Deze beroepsgrond slaagt niet. In wat de eiser aanvoert, ziet de rechtbank geen aanleiding voor het oordeel dat de staatssecretaris onvoldoende voortvarend werkt aan de overdracht. Uit vaste rechtspraak van de Afdeling blijkt, dat het starten met de daadwerkelijke voorbereiding van de uitzetting op de zevende dag voldoende voortvarend is. [5] Op 30 augustus 2023, de vijfde dag van de inbewaringstelling, is een vertrekgesprek gevoerd.
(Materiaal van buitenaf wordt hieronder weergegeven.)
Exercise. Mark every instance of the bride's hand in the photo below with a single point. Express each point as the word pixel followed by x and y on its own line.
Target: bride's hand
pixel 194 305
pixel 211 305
De staatssecretaris heeft dus voldoende voortvarend gehandeld.
Leidt ambtshalve toetsing tot een ander oordeel?
7. Los van de door eiser aangevoerde beroepsgronden, ziet de rechtbank in de door de staatssecretaris en eiser verstrekte gegevens geen grond om te komen tot het oordeel dat aan de rechtmatigheidsvoorwaarden voor deze maatregel niet is voldaan. [6]

Conclusie en gevolgen

8. Het beroep is ongegrond. Dat betekent dat de inbewaringstelling van eiser rechtmatig was en de staatssecretaris geen schadevergoeding aan eiser hoeft te betalen. Daarom wordt het verzoek om schadevergoeding afgewezen.
8.1.
Omdat de rechtbank onder 4.2 een gebrek in de maatregel van bewaring heeft geconstateerd, moet de staatssecretaris de proceskosten van eiser vergoeden. [7] Deze kosten stelt de rechtbank op grond van het Besluit proceskosten bestuursrecht voor de door een derde beroepsmatig verleende rechtsbijstand vast op € 1.674,- (1 punt voor het indienen van het beroepschrift en 1 punt voor het verschijnen ter zitting met een waarde per punt van € 837,- en een wegingsfactor 1).

Beslissing

De rechtbank:
- verklaart het beroep ongegrond;
- wijst het verzoek om schadevergoeding af;
- veroordeelt verweerder in de proceskosten van eiser tot een bedrag van € 1.674,00.
Deze uitspraak is gedaan door mr. G.W.B. Heijmans, in aanwezigheid van mr. N. El Amrani, griffier.
De uitspraak is uitgesproken in het openbaar en bekendgemaakt op:
Rechtsmiddel
Tegen deze uitspraak kan hoger beroep worden ingesteld bij de Afdeling bestuursrechtspraak van de Raad van State binnen één week na de dag van bekendmaking.

Voetnoten

1.Eiser wijst ter onderbouwing op Rb. Den Haag (zp. Roermond) 1 mei 2023, ECLI:NL:RBDHA:2023:6242.
2.Rb. Den Haag (zp. Arnhem) 23 juni 2023, ECLI:NL:RBDHA:2023:8993.
3.ABRvS 26 februari 2020, ECLI:NL:RVS:2020:594.
4.ABRvS 25 maart 2020, ECLI:NL:RVS:2020:829.
5.ABRvS 29 oktober 2009, ECLI:NL:RVS:2009:BK2270.
6.Vergelijk HvJEU 8 november 2022, ECLI:EU:C:2022:858.
7.ABRvS 26 februari 2020, ECLI:NL:RVS:2020:594.